The below should serve 4-6 as a side dish for a brunch but you can adjust accordingly if cooking for less.
- 4 TBSP of ghee or organic butter. Yes, they are buttery eggs for a reason.
- 1 dozen eggs. Preferably pasture-rased (get 'em from your farmers market if you can!). Organic and cage free are still wonderful. Realism is important.
- 4 cloves of garlic
- 1/4 cup herbs of your choice chopped
- 3/4 cup chopped veggies of your choice - we'll often use tomatoes or extra chopped greens.
- 1/2 tsp turmeric
- 1/2 tsp cayenne pepper
- salt + pepper to taste
- Melt 2 TBSP of the ghee in medium sized pot over medium-high heat. Ceramic is always a favorite if available
- add the garlic, chopped herbs, and veggies. Stir for about 3 minutes, careful not to burn the garlic or herbs. Add a bit of salt.
- When the veggies are starting to get fragrant and mostly cooked, turn the heat down to low.
- Whisk the eggs in a large bowl for about 1 minute. This will help them get fluffy.

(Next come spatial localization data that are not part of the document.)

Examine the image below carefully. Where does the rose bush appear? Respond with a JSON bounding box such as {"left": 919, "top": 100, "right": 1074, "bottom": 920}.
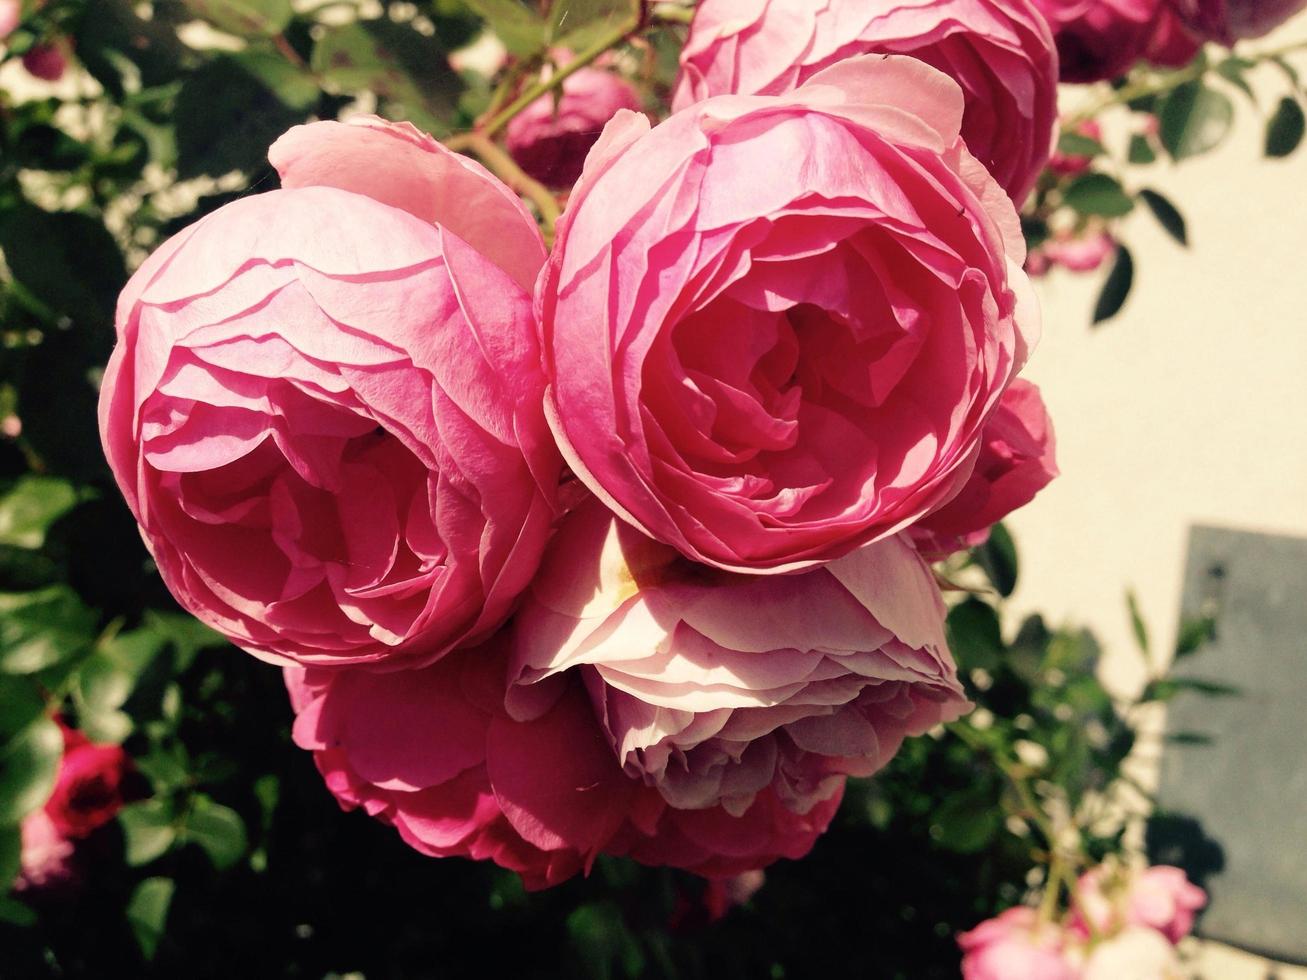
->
{"left": 673, "top": 0, "right": 1059, "bottom": 202}
{"left": 507, "top": 499, "right": 970, "bottom": 815}
{"left": 98, "top": 116, "right": 560, "bottom": 669}
{"left": 539, "top": 55, "right": 1039, "bottom": 573}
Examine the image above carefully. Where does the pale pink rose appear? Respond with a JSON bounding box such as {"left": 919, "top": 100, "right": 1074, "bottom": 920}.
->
{"left": 22, "top": 40, "right": 68, "bottom": 81}
{"left": 1082, "top": 926, "right": 1184, "bottom": 980}
{"left": 1032, "top": 0, "right": 1199, "bottom": 81}
{"left": 0, "top": 1, "right": 20, "bottom": 40}
{"left": 506, "top": 65, "right": 643, "bottom": 188}
{"left": 1049, "top": 120, "right": 1103, "bottom": 176}
{"left": 1174, "top": 0, "right": 1307, "bottom": 43}
{"left": 99, "top": 117, "right": 558, "bottom": 669}
{"left": 912, "top": 379, "right": 1057, "bottom": 555}
{"left": 540, "top": 56, "right": 1039, "bottom": 573}
{"left": 507, "top": 499, "right": 970, "bottom": 815}
{"left": 672, "top": 0, "right": 1059, "bottom": 203}
{"left": 1044, "top": 230, "right": 1116, "bottom": 273}
{"left": 958, "top": 906, "right": 1080, "bottom": 980}
{"left": 13, "top": 810, "right": 75, "bottom": 893}
{"left": 286, "top": 638, "right": 844, "bottom": 887}
{"left": 1073, "top": 865, "right": 1207, "bottom": 944}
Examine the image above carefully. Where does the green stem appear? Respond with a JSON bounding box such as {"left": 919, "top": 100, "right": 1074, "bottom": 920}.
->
{"left": 444, "top": 131, "right": 561, "bottom": 241}
{"left": 649, "top": 3, "right": 695, "bottom": 25}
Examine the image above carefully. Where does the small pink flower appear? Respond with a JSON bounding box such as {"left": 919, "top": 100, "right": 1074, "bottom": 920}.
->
{"left": 506, "top": 65, "right": 642, "bottom": 188}
{"left": 1073, "top": 864, "right": 1207, "bottom": 944}
{"left": 0, "top": 1, "right": 21, "bottom": 41}
{"left": 673, "top": 0, "right": 1059, "bottom": 203}
{"left": 958, "top": 906, "right": 1080, "bottom": 980}
{"left": 1044, "top": 230, "right": 1116, "bottom": 273}
{"left": 1050, "top": 120, "right": 1104, "bottom": 176}
{"left": 13, "top": 810, "right": 75, "bottom": 893}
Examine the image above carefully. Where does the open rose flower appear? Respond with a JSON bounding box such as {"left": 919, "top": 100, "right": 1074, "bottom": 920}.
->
{"left": 45, "top": 722, "right": 131, "bottom": 839}
{"left": 958, "top": 907, "right": 1079, "bottom": 980}
{"left": 507, "top": 500, "right": 970, "bottom": 816}
{"left": 1073, "top": 864, "right": 1207, "bottom": 944}
{"left": 912, "top": 379, "right": 1056, "bottom": 555}
{"left": 1173, "top": 0, "right": 1307, "bottom": 43}
{"left": 673, "top": 0, "right": 1059, "bottom": 203}
{"left": 540, "top": 56, "right": 1039, "bottom": 573}
{"left": 506, "top": 63, "right": 643, "bottom": 188}
{"left": 287, "top": 637, "right": 842, "bottom": 888}
{"left": 99, "top": 117, "right": 559, "bottom": 669}
{"left": 1032, "top": 0, "right": 1199, "bottom": 82}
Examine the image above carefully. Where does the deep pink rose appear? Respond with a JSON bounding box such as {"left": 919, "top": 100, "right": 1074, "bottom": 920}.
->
{"left": 99, "top": 117, "right": 560, "bottom": 668}
{"left": 1174, "top": 0, "right": 1307, "bottom": 42}
{"left": 14, "top": 810, "right": 75, "bottom": 893}
{"left": 540, "top": 56, "right": 1039, "bottom": 573}
{"left": 958, "top": 907, "right": 1079, "bottom": 980}
{"left": 672, "top": 0, "right": 1059, "bottom": 203}
{"left": 286, "top": 638, "right": 844, "bottom": 887}
{"left": 1033, "top": 0, "right": 1199, "bottom": 81}
{"left": 506, "top": 65, "right": 643, "bottom": 188}
{"left": 22, "top": 40, "right": 68, "bottom": 81}
{"left": 1073, "top": 864, "right": 1207, "bottom": 944}
{"left": 44, "top": 723, "right": 130, "bottom": 839}
{"left": 1083, "top": 926, "right": 1183, "bottom": 979}
{"left": 508, "top": 499, "right": 970, "bottom": 814}
{"left": 912, "top": 379, "right": 1056, "bottom": 555}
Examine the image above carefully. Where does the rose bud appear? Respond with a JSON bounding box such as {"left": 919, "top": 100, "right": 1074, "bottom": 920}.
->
{"left": 539, "top": 55, "right": 1040, "bottom": 573}
{"left": 1031, "top": 0, "right": 1200, "bottom": 82}
{"left": 957, "top": 907, "right": 1080, "bottom": 980}
{"left": 1043, "top": 230, "right": 1117, "bottom": 273}
{"left": 911, "top": 379, "right": 1057, "bottom": 556}
{"left": 506, "top": 63, "right": 643, "bottom": 189}
{"left": 506, "top": 499, "right": 970, "bottom": 817}
{"left": 1072, "top": 864, "right": 1207, "bottom": 944}
{"left": 44, "top": 722, "right": 131, "bottom": 839}
{"left": 22, "top": 40, "right": 69, "bottom": 82}
{"left": 99, "top": 116, "right": 560, "bottom": 669}
{"left": 1174, "top": 0, "right": 1307, "bottom": 43}
{"left": 672, "top": 0, "right": 1059, "bottom": 204}
{"left": 1082, "top": 926, "right": 1184, "bottom": 980}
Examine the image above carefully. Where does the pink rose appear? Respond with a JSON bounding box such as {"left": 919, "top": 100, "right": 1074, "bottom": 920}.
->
{"left": 0, "top": 1, "right": 20, "bottom": 41}
{"left": 1045, "top": 230, "right": 1117, "bottom": 273}
{"left": 506, "top": 65, "right": 643, "bottom": 188}
{"left": 911, "top": 379, "right": 1057, "bottom": 555}
{"left": 99, "top": 117, "right": 560, "bottom": 668}
{"left": 1082, "top": 926, "right": 1184, "bottom": 980}
{"left": 22, "top": 40, "right": 69, "bottom": 82}
{"left": 508, "top": 499, "right": 970, "bottom": 814}
{"left": 958, "top": 907, "right": 1080, "bottom": 980}
{"left": 539, "top": 56, "right": 1039, "bottom": 573}
{"left": 13, "top": 810, "right": 75, "bottom": 893}
{"left": 1033, "top": 0, "right": 1199, "bottom": 81}
{"left": 1049, "top": 120, "right": 1103, "bottom": 176}
{"left": 1073, "top": 864, "right": 1207, "bottom": 944}
{"left": 286, "top": 638, "right": 844, "bottom": 887}
{"left": 1174, "top": 0, "right": 1307, "bottom": 43}
{"left": 44, "top": 723, "right": 131, "bottom": 839}
{"left": 672, "top": 0, "right": 1058, "bottom": 203}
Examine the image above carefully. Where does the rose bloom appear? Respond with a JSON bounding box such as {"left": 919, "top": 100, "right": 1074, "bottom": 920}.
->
{"left": 911, "top": 379, "right": 1057, "bottom": 555}
{"left": 540, "top": 55, "right": 1039, "bottom": 573}
{"left": 0, "top": 1, "right": 20, "bottom": 40}
{"left": 99, "top": 117, "right": 560, "bottom": 668}
{"left": 22, "top": 41, "right": 69, "bottom": 82}
{"left": 1082, "top": 926, "right": 1184, "bottom": 980}
{"left": 13, "top": 810, "right": 75, "bottom": 893}
{"left": 672, "top": 0, "right": 1058, "bottom": 203}
{"left": 1032, "top": 0, "right": 1199, "bottom": 82}
{"left": 506, "top": 65, "right": 643, "bottom": 188}
{"left": 45, "top": 722, "right": 131, "bottom": 839}
{"left": 507, "top": 499, "right": 970, "bottom": 816}
{"left": 957, "top": 906, "right": 1079, "bottom": 980}
{"left": 287, "top": 639, "right": 842, "bottom": 888}
{"left": 1174, "top": 0, "right": 1307, "bottom": 43}
{"left": 1073, "top": 864, "right": 1207, "bottom": 944}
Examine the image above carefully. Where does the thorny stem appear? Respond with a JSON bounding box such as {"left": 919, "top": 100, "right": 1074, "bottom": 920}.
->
{"left": 444, "top": 130, "right": 561, "bottom": 241}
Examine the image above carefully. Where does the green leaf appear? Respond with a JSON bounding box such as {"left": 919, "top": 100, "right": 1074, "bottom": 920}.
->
{"left": 463, "top": 0, "right": 546, "bottom": 55}
{"left": 182, "top": 795, "right": 247, "bottom": 870}
{"left": 1166, "top": 731, "right": 1215, "bottom": 746}
{"left": 1056, "top": 131, "right": 1105, "bottom": 158}
{"left": 0, "top": 716, "right": 63, "bottom": 823}
{"left": 144, "top": 611, "right": 228, "bottom": 672}
{"left": 1159, "top": 81, "right": 1234, "bottom": 160}
{"left": 119, "top": 800, "right": 178, "bottom": 866}
{"left": 929, "top": 791, "right": 1002, "bottom": 853}
{"left": 0, "top": 676, "right": 47, "bottom": 742}
{"left": 0, "top": 894, "right": 36, "bottom": 927}
{"left": 1265, "top": 97, "right": 1305, "bottom": 158}
{"left": 1142, "top": 677, "right": 1240, "bottom": 702}
{"left": 1062, "top": 173, "right": 1135, "bottom": 218}
{"left": 1126, "top": 590, "right": 1150, "bottom": 654}
{"left": 182, "top": 0, "right": 294, "bottom": 36}
{"left": 946, "top": 599, "right": 1004, "bottom": 673}
{"left": 1128, "top": 133, "right": 1157, "bottom": 165}
{"left": 1138, "top": 188, "right": 1188, "bottom": 247}
{"left": 566, "top": 900, "right": 645, "bottom": 980}
{"left": 0, "top": 206, "right": 126, "bottom": 328}
{"left": 1092, "top": 244, "right": 1134, "bottom": 326}
{"left": 0, "top": 586, "right": 98, "bottom": 674}
{"left": 973, "top": 523, "right": 1018, "bottom": 598}
{"left": 1174, "top": 615, "right": 1216, "bottom": 658}
{"left": 1214, "top": 57, "right": 1257, "bottom": 103}
{"left": 126, "top": 877, "right": 175, "bottom": 961}
{"left": 0, "top": 823, "right": 21, "bottom": 893}
{"left": 546, "top": 0, "right": 641, "bottom": 52}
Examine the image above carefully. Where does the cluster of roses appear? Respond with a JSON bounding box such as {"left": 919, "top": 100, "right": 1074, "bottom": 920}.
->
{"left": 95, "top": 0, "right": 1300, "bottom": 890}
{"left": 14, "top": 722, "right": 133, "bottom": 894}
{"left": 959, "top": 863, "right": 1208, "bottom": 979}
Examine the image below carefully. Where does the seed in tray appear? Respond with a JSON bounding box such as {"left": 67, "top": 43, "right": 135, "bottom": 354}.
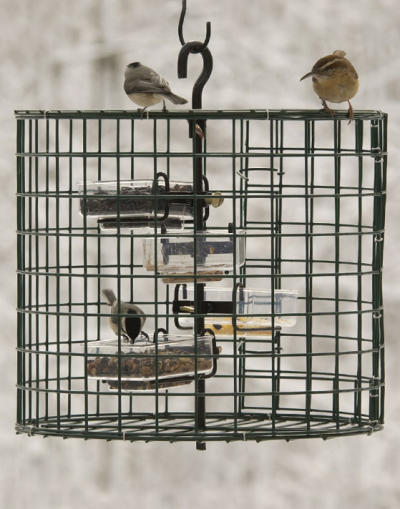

Add the spices to the bowl and whisk a few seconds more.
- add the remaining 2 TBSP of ghee and the eggs, making sure the heat is now on LOW
- Slow scramble and stir every few minutes on LOW heat for about 20-30 minutes (I know I know....but it's worth it!)
- You know the eggs are done when they're cooked but still creamy looking. You can of course taste-test - they shouldn't be raw (!) but should taste very buttery and creamy
- Garnish with more fresh herbs and enjoy!